Portrait of Sydney Sixers bowler Nathan Lyon.

Pragmatic: Nathan Lyon has never been allowed to feel secure. Photo: Wolter Peeters

Had the strip of worn grass the Lyon brothers used as their backyard pitch been pancake-flat rather than sloping, the chances are the man proclaimed Australia's new king of spin would be a tradesman ''doing something outdoors'' in the central west of NSW.

Nathan Lyon, who celebrated his 100th Test wicket milestone and coming of age as a Test player during the Ashes clean sweep, said not having the muscle as a child needed to bowl up the slope in their small Young backyard encouraged him to embrace off-spin.

''I can't hit the ball off the square, I can't bowl fast, I had to do something,'' he joked about the reason behind his early penchant for spin. ''My brother Brendan bowled leg-spin and I wanted to do something bigger and better than him so I bowled off-spin - and it's paid off so far.

''Ours was a small backyard with a slope so Brendan always bowled the ball so it spun down the hill. I was never strong enough to spin it up the hill so I had to go off-spin so I could turn it back down the hill to him.''

Lyon proved he possessed the pragmatic nature that seems to characterise true spin bowlers when it was suggested his fortunes may perhaps have been different had it not been for the topography of the backyard. ''Lucky it sloped,'' he said drily without giving the idea much thought.

Lyon was the last man standing after Cricket Australia's selectors turned the spin bowler's position in the Test team into its own version of the Hunger Games. In the years since Shane Warne retired the selectors had called upon - and discarded - the likes of Brad Hogg, Beau Casson, Cameron White, Jason Krejza, Nathan Hauritz, Bryce McGain, Steve Smith, Xavier Doherty and Michael Beer, although, as Krejza - who took 13 scalps in his two appearances in the baggy green - noted before the Ashes series started, Lyon had never been allowed to feel secure.

''It's not so much the comparison to [Warne], it's not knowing if you are considered the best,'' Krejza said of the spin bowler's dilemma. ''It's the feeling of not being good enough; doesn't matter if a spin bowler gets six wickets, he still seems to need to ask if that's OK.''

Lyon said the view was valid and he attributed it to the massive shadow Warne cast when he ruled the roost. ''Yeah, it's probably thanks to Shane Warne and the way he held himself and carried himself,'' Lyon said of Krejza's take on the trade. ''It comes down to what Shane left. People have expectations that a spinner needs to do everything on the last couple days on a wearing pitch [where] I believe a spinner needs to hold an end and reverse swing can play a major role in Australia.

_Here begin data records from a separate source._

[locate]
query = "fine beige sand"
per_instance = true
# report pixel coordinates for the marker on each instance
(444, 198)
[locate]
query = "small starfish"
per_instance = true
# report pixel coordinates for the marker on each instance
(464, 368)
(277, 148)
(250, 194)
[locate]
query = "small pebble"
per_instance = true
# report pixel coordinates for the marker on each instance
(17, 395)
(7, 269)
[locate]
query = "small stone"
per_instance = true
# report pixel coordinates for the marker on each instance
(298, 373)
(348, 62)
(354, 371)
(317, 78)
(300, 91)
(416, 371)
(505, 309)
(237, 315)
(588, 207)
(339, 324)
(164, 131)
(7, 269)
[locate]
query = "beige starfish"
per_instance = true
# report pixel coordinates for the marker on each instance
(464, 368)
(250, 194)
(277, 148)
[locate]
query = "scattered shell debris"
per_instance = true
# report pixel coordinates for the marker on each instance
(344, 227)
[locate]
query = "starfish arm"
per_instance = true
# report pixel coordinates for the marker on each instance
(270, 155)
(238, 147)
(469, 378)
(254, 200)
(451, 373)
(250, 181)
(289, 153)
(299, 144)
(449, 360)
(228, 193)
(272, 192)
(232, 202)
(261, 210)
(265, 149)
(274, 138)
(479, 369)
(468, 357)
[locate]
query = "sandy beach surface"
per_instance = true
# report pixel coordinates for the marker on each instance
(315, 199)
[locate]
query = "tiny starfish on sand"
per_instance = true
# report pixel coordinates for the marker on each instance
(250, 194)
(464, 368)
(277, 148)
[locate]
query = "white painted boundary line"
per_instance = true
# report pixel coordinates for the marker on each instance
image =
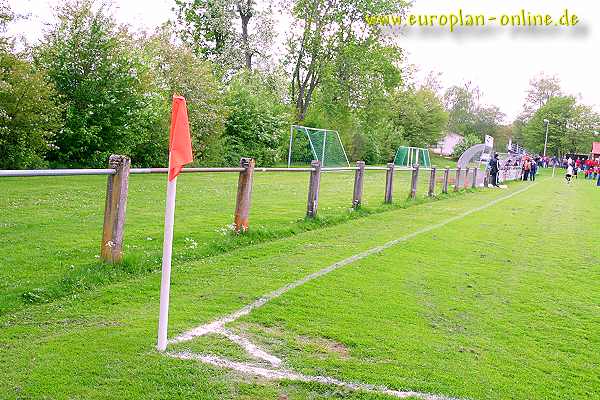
(277, 372)
(218, 324)
(295, 376)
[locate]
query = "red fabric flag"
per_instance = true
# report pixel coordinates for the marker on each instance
(180, 144)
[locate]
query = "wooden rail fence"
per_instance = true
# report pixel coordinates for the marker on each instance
(120, 168)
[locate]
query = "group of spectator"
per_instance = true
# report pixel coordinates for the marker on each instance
(589, 167)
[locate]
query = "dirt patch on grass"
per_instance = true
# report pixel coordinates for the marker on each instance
(324, 346)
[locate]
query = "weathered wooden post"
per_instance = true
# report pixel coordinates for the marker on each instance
(244, 196)
(413, 182)
(114, 209)
(313, 189)
(358, 184)
(431, 191)
(457, 182)
(389, 183)
(445, 184)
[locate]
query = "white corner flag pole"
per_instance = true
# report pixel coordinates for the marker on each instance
(165, 283)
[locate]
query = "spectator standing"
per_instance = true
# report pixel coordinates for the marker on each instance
(533, 171)
(494, 169)
(526, 169)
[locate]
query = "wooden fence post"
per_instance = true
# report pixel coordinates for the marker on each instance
(431, 191)
(457, 182)
(114, 209)
(389, 184)
(244, 196)
(445, 184)
(358, 184)
(413, 182)
(313, 189)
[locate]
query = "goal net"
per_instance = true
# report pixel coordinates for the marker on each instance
(307, 144)
(409, 156)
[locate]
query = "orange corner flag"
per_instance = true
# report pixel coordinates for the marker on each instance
(180, 143)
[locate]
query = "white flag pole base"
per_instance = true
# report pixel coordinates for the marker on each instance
(165, 283)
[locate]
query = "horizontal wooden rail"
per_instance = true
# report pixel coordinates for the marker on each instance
(56, 172)
(107, 171)
(185, 170)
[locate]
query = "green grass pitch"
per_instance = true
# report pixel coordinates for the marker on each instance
(502, 303)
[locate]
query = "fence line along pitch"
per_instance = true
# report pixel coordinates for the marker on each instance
(118, 185)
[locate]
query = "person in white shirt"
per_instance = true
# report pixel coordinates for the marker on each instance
(569, 173)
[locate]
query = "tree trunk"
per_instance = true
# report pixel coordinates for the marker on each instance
(245, 16)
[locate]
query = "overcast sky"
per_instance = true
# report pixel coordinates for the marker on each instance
(500, 60)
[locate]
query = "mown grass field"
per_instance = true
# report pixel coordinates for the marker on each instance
(503, 303)
(52, 225)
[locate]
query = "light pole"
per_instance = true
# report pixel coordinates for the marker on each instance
(546, 141)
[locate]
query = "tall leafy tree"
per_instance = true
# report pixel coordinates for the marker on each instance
(255, 122)
(570, 129)
(421, 115)
(88, 59)
(233, 33)
(29, 117)
(355, 98)
(541, 89)
(172, 68)
(467, 115)
(320, 30)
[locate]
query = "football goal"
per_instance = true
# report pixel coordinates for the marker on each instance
(409, 156)
(307, 144)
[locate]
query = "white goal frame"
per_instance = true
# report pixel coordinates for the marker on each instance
(304, 129)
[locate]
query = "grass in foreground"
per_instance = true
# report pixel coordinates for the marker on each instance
(492, 306)
(50, 227)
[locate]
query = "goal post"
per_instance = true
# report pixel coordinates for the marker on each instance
(308, 144)
(408, 156)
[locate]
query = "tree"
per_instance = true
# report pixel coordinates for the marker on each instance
(321, 29)
(220, 30)
(29, 117)
(89, 61)
(255, 122)
(354, 97)
(462, 103)
(467, 115)
(570, 129)
(421, 116)
(467, 142)
(541, 89)
(171, 68)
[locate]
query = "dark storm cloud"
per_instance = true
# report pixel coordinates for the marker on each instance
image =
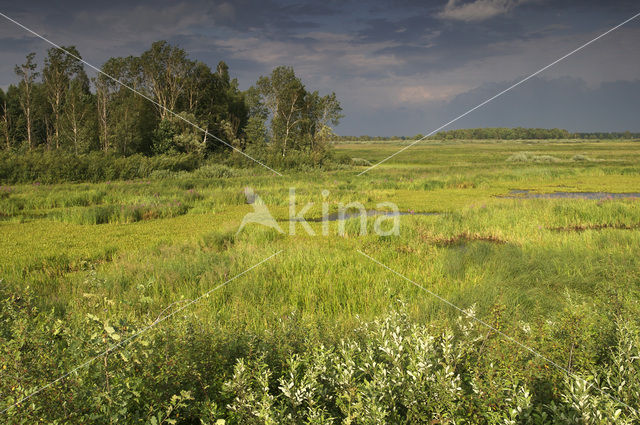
(392, 62)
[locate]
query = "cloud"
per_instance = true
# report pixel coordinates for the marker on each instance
(478, 10)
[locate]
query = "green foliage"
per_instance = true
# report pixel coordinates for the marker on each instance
(530, 157)
(55, 167)
(316, 334)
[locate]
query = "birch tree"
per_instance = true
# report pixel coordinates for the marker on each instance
(28, 74)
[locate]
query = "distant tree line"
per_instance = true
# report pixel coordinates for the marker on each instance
(499, 133)
(56, 107)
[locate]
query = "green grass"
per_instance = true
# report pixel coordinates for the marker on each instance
(123, 251)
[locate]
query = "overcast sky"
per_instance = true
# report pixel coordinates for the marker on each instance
(398, 67)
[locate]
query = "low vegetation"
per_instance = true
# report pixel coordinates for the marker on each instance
(319, 333)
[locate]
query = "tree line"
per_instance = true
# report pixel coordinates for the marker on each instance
(498, 133)
(57, 107)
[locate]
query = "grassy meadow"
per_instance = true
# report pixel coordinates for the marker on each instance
(319, 333)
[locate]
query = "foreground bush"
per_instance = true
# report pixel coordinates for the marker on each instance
(388, 371)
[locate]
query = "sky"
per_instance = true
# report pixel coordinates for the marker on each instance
(400, 67)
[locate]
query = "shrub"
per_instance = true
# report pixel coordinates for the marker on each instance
(56, 167)
(530, 157)
(360, 162)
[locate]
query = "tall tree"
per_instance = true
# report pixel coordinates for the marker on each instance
(283, 95)
(28, 74)
(4, 124)
(77, 108)
(165, 69)
(59, 69)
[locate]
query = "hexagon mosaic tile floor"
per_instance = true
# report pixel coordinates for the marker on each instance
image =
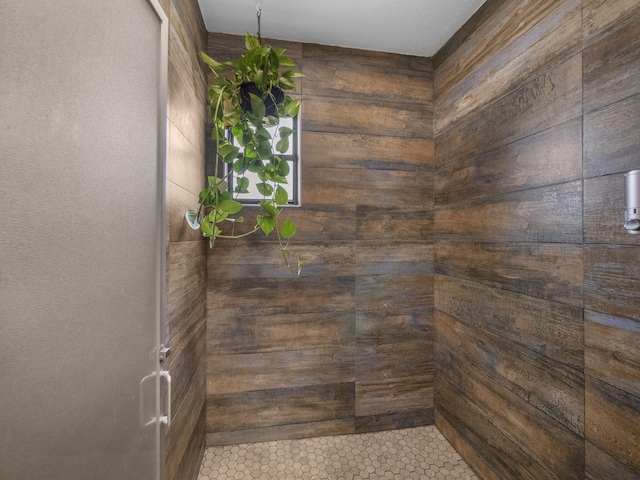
(415, 453)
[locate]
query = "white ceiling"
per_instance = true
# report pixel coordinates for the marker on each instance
(410, 27)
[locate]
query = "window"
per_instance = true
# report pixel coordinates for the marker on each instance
(291, 156)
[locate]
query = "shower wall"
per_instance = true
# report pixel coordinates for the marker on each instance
(186, 261)
(537, 116)
(347, 347)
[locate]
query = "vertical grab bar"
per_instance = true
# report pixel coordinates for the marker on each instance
(166, 419)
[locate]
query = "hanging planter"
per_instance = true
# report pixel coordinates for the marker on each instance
(249, 103)
(271, 98)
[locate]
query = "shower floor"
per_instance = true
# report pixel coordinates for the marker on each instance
(414, 453)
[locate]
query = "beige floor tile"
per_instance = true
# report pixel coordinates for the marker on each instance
(414, 453)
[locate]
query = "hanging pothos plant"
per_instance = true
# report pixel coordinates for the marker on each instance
(248, 98)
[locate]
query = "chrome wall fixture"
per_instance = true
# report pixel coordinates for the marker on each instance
(632, 195)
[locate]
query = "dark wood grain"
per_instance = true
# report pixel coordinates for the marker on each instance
(601, 18)
(611, 139)
(550, 99)
(504, 53)
(520, 441)
(273, 407)
(367, 116)
(611, 280)
(481, 15)
(280, 369)
(548, 328)
(611, 66)
(555, 389)
(342, 426)
(546, 214)
(612, 350)
(553, 450)
(349, 151)
(604, 204)
(613, 422)
(551, 156)
(599, 465)
(549, 271)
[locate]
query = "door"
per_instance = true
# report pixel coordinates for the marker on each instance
(82, 150)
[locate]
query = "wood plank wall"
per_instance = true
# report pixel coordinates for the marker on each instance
(347, 347)
(537, 116)
(186, 251)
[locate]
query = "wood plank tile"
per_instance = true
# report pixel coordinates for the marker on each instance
(323, 222)
(342, 426)
(545, 214)
(393, 291)
(611, 279)
(604, 203)
(473, 459)
(547, 328)
(185, 422)
(602, 17)
(494, 450)
(555, 389)
(258, 258)
(616, 150)
(183, 365)
(274, 407)
(279, 369)
(612, 350)
(397, 326)
(553, 451)
(367, 117)
(393, 188)
(322, 53)
(505, 53)
(353, 80)
(348, 151)
(551, 99)
(613, 422)
(391, 223)
(257, 332)
(600, 465)
(392, 395)
(394, 421)
(549, 157)
(297, 296)
(549, 271)
(611, 66)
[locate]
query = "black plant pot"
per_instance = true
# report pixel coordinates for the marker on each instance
(275, 97)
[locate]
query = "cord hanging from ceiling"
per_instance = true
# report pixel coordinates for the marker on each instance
(259, 13)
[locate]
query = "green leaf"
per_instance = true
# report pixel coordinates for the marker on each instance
(283, 145)
(264, 189)
(291, 109)
(242, 185)
(230, 206)
(192, 219)
(269, 208)
(257, 107)
(283, 169)
(287, 84)
(267, 223)
(288, 229)
(264, 149)
(282, 197)
(228, 152)
(286, 132)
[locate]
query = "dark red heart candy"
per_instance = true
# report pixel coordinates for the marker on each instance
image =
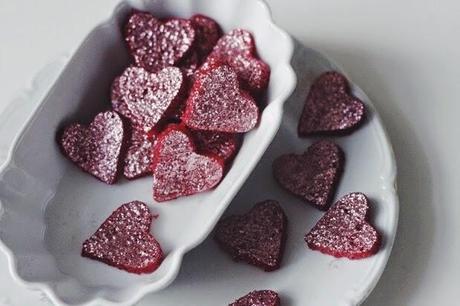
(138, 158)
(178, 170)
(237, 49)
(124, 240)
(156, 44)
(257, 238)
(313, 176)
(224, 145)
(344, 230)
(96, 149)
(330, 108)
(207, 32)
(258, 298)
(216, 103)
(147, 98)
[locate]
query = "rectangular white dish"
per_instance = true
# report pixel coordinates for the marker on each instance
(48, 206)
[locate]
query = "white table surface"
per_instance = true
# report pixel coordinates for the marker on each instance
(405, 54)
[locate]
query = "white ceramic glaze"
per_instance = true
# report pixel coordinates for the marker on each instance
(48, 206)
(208, 277)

''[Warne's are] massive shoes to fill, it's a big challenge and a challenge I enjoy. I'll never fill them, but if I can do my job that I'm happy with, and, more importantly, the captain is happy with, then hopefully things will continue to go well. It's been an enjoyable ride [getting to where I am], it's been challenging but I've always thrived on challenges and it's been great to get some reward, being a member of a Test team that defeated England 5-0.''

He also knows that as Australia's No.1 spin bowler he wears a target on his back. The fact Cricket Australia appealed for the government to fast-track Pakistani Fawad Ahmed's citizenship application so he could participate on the last tour of England sent Lyon the message he can't afford to to relax.

''I know where I sit,'' he said. ''Rather than trying to hunt down the No.1 spinner I know I'm the hunted. Everyone wants to play for Australia but the challenge makes me train harder, play harder and play for my spot.''

His childhood in Young instilled the toughness required to weather the challenge. He played his first A-grade game in club cricket at just 12 years of age and he recalled how the men gave him no leeway.

''They bowled fast, they didn't let me off easy just because I was a kid,'' he said.

''But that allowed for my skill to develop quicker than most kids, it made me tougher because I had to compete against their skills and I had to find a way to fight back and it's been a huge help.''

And his learning to mix it on the matted wickets as a Young kid in a man's world could well be the key to why Lyon survived the spin cycle when others were chewed up and spat out.